- Date: 27 October – 2 November
- Edition: 1st
- Surface: Clay
- Location: Lima, Peru

Champions

Singles
- Mariano Navone

Doubles
- Gonzalo Escobar / Miguel Ángel Reyes-Varela
- Los Inkas Open · 2026 →

= 2025 Los Inkas Open =

The 2025 Los Inkas Open was a professional tennis tournament played on clay courts. It was the first edition of the tournament which was part of the 2025 ATP Challenger Tour. It took place in Lima, Peru between 27 October and 2 November 2025.

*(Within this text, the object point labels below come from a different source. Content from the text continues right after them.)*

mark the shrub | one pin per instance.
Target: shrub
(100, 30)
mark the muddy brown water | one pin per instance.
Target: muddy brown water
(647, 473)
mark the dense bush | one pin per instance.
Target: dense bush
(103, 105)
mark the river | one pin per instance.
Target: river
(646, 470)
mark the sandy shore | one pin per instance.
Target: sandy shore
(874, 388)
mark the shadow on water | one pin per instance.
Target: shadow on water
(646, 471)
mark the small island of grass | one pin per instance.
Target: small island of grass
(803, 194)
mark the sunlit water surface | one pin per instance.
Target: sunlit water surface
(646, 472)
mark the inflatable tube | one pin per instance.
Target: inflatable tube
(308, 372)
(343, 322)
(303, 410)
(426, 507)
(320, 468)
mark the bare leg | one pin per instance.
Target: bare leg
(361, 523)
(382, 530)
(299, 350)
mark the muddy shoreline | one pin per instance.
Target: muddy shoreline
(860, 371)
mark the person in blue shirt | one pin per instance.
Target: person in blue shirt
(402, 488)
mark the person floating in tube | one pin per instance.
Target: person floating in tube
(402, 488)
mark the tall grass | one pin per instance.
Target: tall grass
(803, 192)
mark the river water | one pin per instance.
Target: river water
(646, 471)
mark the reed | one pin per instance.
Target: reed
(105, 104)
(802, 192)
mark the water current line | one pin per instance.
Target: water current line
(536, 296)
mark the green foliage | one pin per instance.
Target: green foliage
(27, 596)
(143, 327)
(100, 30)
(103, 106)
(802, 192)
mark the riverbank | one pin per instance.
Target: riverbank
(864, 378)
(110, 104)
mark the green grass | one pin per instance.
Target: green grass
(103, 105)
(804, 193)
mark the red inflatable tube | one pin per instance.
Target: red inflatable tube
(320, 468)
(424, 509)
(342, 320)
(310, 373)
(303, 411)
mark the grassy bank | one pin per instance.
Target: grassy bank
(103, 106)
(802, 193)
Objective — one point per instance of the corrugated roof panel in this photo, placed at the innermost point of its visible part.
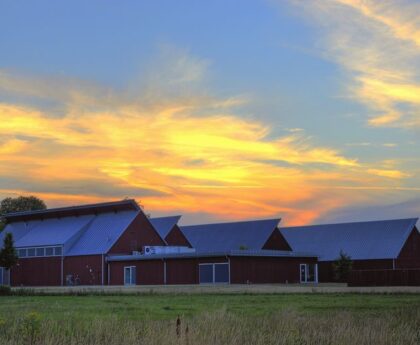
(223, 237)
(18, 230)
(361, 240)
(53, 231)
(102, 233)
(163, 225)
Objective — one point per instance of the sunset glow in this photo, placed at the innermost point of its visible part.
(179, 139)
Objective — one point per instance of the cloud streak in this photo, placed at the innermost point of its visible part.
(178, 151)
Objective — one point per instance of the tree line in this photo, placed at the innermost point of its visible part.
(8, 254)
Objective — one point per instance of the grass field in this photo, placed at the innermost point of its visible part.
(211, 319)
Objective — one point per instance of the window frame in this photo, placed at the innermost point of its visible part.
(213, 265)
(306, 271)
(133, 277)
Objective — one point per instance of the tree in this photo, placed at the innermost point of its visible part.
(20, 204)
(8, 255)
(342, 266)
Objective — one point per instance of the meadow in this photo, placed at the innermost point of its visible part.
(211, 319)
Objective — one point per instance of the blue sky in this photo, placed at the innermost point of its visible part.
(324, 94)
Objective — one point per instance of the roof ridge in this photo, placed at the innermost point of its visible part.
(234, 222)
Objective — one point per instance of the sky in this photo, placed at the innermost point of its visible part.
(217, 110)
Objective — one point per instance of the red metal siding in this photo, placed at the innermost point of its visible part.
(264, 270)
(37, 272)
(276, 241)
(176, 238)
(87, 267)
(183, 271)
(326, 269)
(138, 234)
(409, 256)
(147, 272)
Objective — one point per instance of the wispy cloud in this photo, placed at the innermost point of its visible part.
(378, 44)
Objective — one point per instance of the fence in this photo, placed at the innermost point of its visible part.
(397, 277)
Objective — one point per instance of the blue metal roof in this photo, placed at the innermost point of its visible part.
(362, 240)
(83, 235)
(223, 237)
(53, 231)
(102, 233)
(128, 204)
(164, 225)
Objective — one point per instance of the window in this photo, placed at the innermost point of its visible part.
(214, 273)
(308, 273)
(39, 252)
(130, 275)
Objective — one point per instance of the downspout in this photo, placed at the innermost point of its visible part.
(109, 273)
(228, 257)
(164, 271)
(62, 270)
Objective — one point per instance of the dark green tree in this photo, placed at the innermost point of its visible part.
(342, 267)
(8, 255)
(20, 204)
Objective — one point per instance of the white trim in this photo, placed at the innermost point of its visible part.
(131, 269)
(306, 270)
(213, 264)
(35, 250)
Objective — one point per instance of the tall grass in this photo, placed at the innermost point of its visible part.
(400, 327)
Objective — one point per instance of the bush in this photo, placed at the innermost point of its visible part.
(5, 290)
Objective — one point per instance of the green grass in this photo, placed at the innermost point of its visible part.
(212, 319)
(160, 307)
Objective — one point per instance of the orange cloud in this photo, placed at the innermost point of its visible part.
(186, 152)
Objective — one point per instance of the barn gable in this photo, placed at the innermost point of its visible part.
(169, 230)
(222, 237)
(361, 240)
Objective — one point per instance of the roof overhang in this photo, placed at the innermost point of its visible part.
(115, 206)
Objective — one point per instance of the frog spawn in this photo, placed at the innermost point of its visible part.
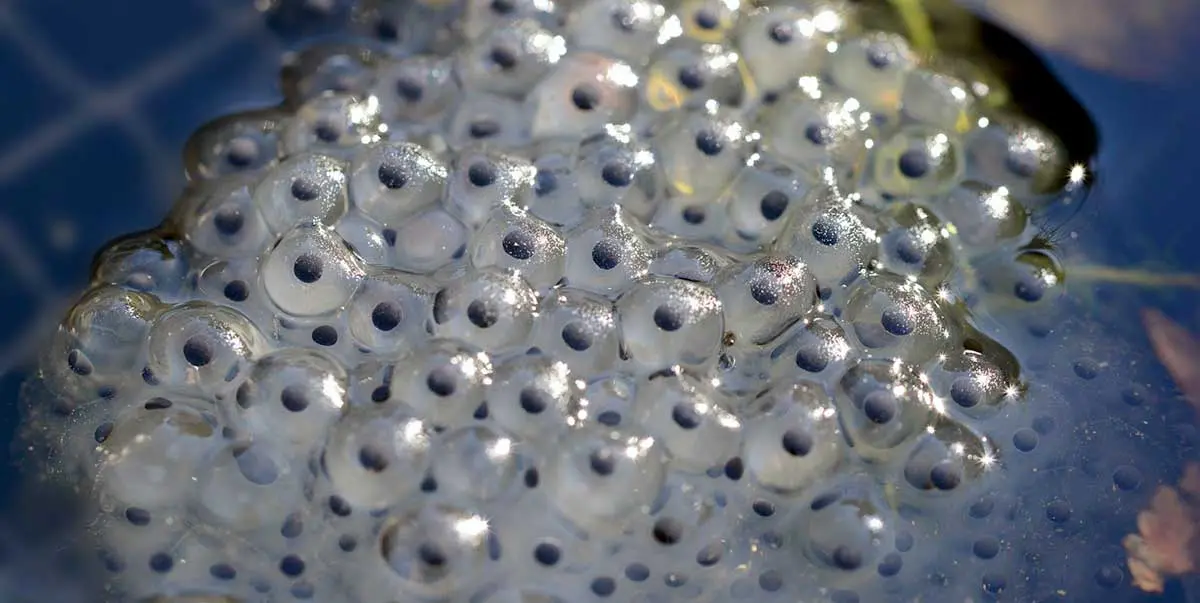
(610, 263)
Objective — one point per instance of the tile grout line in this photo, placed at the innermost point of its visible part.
(53, 136)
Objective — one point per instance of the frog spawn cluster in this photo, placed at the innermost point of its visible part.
(611, 299)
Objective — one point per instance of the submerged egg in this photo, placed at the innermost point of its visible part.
(604, 299)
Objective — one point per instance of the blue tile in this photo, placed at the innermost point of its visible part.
(107, 41)
(244, 76)
(17, 309)
(28, 101)
(96, 180)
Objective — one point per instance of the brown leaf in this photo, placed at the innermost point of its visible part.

==Singles main-draw entrants==
===Seeds===

| Country | Player | Rank^{1} | Seed |
|---|---|---|---|
| ARG | Mariano Navone | 85 | 1 |
| ARG | Juan Manuel Cerúndolo | 86 | 2 |
| CHI | Cristian Garín | 107 | 3 |
| PER | Ignacio Buse | 111 | 4 |
| ARG | Román Andrés Burruchaga | 128 | 5 |
| USA | Tristan Boyer | 148 | 6 |
| LBN | Hady Habib | 170 | 7 |
| ARG | Alex Barrena | 171 | 8 |
| ARG | Federico Agustín Gómez | 207 | 9 |

- ^{1} Rankings are as of 20 October 2025.

===Other entrants===
The following players received wildcards into the singles main draw:
- PER Ignacio Buse
- PER Arklon Huertas del Pino
- PER Alessandro Rubini

The following player received entry into the singles main draw through the Junior Accelerator programme:
- COL Miguel Tobón

The following players received entry into the singles main draw as alternates:
- ECU Andrés Andrade
- ARG Guido Iván Justo
- URU Franco Roncadelli

The following players received entry from the qualifying draw:
- ARG Fernando Cavallo
- DEN Johannes Ingildsen
- ESP David Jordà Sanchis
- ARG Mariano Kestelboim
- ARG Juan Bautista Torres
- ARG Carlos María Zárate

==Champions==
===Singles===

- ARG Mariano Navone def. ITA Marco Cecchinato 6–4, 5–7, 6–4.

===Doubles===

- ECU Gonzalo Escobar / MEX Miguel Ángel Reyes-Varela def. ARG Federico Agustín Gómez / VEN Luis David Martínez 6–4, 6–4.